Il ne s'agit pas de les supprimer mais de les déplacer : les polyphénols du thé et du café réduisent l'absorption du fer non héminique. Les consommer une à deux heures après le repas principal, plutôt que pendant, permet de préserver cette absorption tout en gardant ces boissons au quotidien.
Une alimentation végétale bien planifiée, riche en légumineuses, céréales complètes, graines, légumes verts et agrumes, couvre les besoins en fer non héminique. La vigilance porte surtout sur la vitamine B12, absente des végétaux et qui nécessite une supplémentation chez les végétaliens, avec un suivi biologique régulier.
Non. L'anémie est un diagnostic médical qui appelle une investigation de sa cause et, selon les cas, une supplémentation prescrite en fer, des injections de B12 ou un traitement spécifique. L'alimentation accompagne durablement la prise en charge et soutient le statut martial, mais ne se substitue pas à l'avis et au suivi d'un professionnel de santé.
L'anémie demeure un diagnostic médical qui appelle une prise en charge spécialisée, sans quoi aucune démarche nutritionnelle ne saurait se substituer à l'investigation de sa cause.

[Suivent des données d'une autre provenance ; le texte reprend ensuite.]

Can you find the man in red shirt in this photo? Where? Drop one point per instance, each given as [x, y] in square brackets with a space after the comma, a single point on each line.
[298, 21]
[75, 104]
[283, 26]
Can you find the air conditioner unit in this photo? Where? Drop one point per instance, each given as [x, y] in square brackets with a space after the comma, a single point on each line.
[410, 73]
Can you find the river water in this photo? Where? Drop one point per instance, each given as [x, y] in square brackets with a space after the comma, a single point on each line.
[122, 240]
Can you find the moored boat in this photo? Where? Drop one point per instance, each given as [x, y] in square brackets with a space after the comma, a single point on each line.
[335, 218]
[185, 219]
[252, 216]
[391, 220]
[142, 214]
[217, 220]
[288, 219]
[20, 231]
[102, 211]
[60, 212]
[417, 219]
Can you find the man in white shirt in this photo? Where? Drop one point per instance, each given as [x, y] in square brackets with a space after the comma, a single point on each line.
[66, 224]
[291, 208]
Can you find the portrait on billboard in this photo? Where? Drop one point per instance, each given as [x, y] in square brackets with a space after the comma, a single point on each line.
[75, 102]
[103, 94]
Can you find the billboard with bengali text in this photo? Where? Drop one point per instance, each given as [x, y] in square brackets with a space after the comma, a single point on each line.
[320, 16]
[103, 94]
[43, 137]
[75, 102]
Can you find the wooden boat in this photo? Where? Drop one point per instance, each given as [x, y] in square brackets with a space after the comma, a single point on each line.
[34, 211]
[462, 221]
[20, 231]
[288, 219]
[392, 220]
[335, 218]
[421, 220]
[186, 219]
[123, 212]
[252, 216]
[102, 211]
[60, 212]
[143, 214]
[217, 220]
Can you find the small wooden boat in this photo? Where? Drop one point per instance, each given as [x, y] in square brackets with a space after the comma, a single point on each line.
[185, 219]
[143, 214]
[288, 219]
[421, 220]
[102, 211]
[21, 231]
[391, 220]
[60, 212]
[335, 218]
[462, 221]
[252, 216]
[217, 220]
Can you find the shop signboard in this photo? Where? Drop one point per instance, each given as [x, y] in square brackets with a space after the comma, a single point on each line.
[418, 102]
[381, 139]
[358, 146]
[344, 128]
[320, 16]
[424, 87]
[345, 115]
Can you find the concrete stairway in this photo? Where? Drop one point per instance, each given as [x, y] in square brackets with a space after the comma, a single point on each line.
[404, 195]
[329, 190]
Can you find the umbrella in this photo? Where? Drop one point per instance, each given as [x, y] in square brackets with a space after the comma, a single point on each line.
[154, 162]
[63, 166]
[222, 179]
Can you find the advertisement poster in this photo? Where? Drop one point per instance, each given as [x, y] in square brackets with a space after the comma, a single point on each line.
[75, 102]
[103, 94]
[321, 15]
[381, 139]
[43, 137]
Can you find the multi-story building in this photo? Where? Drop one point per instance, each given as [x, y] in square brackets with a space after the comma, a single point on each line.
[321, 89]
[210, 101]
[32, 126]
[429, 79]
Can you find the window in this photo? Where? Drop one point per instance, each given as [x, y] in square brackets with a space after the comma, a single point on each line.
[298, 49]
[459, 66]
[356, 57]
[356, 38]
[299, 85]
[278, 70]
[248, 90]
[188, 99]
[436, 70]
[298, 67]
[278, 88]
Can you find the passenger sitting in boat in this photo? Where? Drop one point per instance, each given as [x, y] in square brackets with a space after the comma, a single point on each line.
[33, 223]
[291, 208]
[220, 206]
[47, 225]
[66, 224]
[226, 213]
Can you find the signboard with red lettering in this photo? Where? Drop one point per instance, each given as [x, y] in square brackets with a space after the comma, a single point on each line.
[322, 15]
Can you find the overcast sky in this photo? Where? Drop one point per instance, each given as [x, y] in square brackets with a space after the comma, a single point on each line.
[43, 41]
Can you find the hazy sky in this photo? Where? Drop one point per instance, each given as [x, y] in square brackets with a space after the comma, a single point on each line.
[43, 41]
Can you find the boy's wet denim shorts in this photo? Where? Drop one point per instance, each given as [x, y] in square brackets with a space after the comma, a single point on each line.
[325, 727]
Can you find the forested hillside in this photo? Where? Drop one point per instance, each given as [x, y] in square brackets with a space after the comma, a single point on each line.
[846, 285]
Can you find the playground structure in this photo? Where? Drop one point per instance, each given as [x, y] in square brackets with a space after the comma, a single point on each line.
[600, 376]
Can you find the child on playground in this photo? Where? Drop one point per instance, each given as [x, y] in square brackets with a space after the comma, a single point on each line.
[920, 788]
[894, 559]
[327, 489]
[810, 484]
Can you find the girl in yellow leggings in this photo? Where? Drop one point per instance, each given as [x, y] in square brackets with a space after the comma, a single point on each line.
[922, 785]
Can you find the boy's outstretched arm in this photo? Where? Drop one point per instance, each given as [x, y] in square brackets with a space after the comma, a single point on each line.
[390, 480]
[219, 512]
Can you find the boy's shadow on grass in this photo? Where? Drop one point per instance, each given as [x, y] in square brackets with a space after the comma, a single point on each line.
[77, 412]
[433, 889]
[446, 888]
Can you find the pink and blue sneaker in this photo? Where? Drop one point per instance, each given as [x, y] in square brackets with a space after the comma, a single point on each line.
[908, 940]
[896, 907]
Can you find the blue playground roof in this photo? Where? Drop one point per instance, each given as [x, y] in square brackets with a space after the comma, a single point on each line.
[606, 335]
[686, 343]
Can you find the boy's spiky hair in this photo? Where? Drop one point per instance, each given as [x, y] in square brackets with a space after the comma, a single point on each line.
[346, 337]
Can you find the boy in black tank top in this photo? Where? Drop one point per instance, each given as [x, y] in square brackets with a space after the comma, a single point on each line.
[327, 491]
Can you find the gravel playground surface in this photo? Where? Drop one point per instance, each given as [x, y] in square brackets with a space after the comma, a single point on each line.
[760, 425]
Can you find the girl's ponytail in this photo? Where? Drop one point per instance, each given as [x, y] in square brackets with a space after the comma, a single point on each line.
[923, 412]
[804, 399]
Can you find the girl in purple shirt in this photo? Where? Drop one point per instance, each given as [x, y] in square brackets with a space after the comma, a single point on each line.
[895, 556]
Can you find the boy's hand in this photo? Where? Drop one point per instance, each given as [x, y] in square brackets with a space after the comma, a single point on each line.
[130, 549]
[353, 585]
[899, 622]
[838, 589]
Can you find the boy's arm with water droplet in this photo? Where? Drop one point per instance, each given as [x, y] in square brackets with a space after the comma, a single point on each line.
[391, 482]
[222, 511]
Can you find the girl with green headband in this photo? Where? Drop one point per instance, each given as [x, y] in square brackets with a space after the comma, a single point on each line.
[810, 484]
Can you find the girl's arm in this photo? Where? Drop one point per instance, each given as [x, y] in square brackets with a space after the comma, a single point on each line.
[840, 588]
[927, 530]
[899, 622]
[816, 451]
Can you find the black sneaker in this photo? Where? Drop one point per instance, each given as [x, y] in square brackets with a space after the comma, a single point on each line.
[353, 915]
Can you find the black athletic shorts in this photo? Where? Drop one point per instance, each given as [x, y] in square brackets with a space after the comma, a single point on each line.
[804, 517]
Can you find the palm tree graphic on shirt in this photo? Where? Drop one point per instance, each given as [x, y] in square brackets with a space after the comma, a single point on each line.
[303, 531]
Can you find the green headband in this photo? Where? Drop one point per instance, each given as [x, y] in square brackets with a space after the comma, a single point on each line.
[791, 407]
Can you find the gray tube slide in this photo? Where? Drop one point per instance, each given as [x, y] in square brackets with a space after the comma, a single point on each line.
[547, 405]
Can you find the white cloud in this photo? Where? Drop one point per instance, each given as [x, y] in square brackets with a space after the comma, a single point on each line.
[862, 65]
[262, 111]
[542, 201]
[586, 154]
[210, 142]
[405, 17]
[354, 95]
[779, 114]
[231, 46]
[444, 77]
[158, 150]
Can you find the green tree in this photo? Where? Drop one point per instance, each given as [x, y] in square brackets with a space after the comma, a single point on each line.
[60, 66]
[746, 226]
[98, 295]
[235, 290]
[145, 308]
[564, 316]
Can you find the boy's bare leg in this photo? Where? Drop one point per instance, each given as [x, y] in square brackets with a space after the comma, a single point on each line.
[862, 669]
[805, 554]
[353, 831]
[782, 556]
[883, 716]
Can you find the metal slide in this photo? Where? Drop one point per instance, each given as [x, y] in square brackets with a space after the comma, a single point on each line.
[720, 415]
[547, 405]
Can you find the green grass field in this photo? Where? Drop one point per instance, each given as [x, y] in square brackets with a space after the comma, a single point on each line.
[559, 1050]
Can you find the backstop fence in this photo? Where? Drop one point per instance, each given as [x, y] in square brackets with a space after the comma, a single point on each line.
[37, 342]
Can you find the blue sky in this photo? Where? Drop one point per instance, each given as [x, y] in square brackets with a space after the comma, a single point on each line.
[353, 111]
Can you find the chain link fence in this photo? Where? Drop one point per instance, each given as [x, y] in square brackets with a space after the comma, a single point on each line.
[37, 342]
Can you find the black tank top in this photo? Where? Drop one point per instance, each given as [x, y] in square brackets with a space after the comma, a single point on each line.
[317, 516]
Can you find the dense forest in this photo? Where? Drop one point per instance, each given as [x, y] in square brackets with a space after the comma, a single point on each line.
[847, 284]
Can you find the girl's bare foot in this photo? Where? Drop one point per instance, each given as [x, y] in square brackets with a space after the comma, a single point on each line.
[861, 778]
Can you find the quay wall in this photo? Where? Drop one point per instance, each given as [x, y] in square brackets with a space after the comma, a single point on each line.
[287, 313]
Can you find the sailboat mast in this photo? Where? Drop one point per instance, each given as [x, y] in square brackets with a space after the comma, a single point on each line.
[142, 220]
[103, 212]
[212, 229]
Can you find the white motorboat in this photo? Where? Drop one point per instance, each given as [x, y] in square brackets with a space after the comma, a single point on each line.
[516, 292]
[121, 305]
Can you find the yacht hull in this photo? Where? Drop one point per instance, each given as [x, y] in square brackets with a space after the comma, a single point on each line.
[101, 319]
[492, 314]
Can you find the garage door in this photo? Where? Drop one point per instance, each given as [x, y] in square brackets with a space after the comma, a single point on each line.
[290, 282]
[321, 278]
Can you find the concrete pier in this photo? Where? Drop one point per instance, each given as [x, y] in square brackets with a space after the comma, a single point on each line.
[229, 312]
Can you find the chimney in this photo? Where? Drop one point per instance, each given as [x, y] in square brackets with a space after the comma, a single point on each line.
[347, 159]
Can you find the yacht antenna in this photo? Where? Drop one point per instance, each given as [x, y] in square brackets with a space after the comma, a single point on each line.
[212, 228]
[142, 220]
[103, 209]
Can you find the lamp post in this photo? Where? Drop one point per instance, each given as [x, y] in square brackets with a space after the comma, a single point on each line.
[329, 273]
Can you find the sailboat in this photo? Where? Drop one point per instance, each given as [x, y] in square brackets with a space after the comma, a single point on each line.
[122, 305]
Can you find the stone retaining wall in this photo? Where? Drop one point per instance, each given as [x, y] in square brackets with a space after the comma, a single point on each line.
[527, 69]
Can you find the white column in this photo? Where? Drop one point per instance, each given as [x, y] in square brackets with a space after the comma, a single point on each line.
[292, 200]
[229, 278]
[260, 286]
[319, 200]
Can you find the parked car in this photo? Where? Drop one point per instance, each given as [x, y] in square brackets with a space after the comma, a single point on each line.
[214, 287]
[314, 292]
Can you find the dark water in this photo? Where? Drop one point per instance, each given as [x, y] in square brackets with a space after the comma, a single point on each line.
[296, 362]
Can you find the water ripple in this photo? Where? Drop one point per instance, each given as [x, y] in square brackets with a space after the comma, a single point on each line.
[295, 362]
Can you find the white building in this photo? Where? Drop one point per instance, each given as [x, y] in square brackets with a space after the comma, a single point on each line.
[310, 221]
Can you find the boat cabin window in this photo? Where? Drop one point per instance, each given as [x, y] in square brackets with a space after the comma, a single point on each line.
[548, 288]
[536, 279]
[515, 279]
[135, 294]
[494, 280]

L'alimentation, en revanche, joue un rôle de soutien durable lorsqu'elle combine avec discernement les sources de fer héminique et non héminique, les aliments riches en B12 et en folates, et les cofacteurs d'absorption comme la vitamine C. Dans le cadre d'une hygiène de vie globale, cette stratégie participe à l'entretien du statut martial et à la bonne tolérance des traitements éventuels, toujours en lien avec un professionnel de santé, jamais en remplacement de son avis.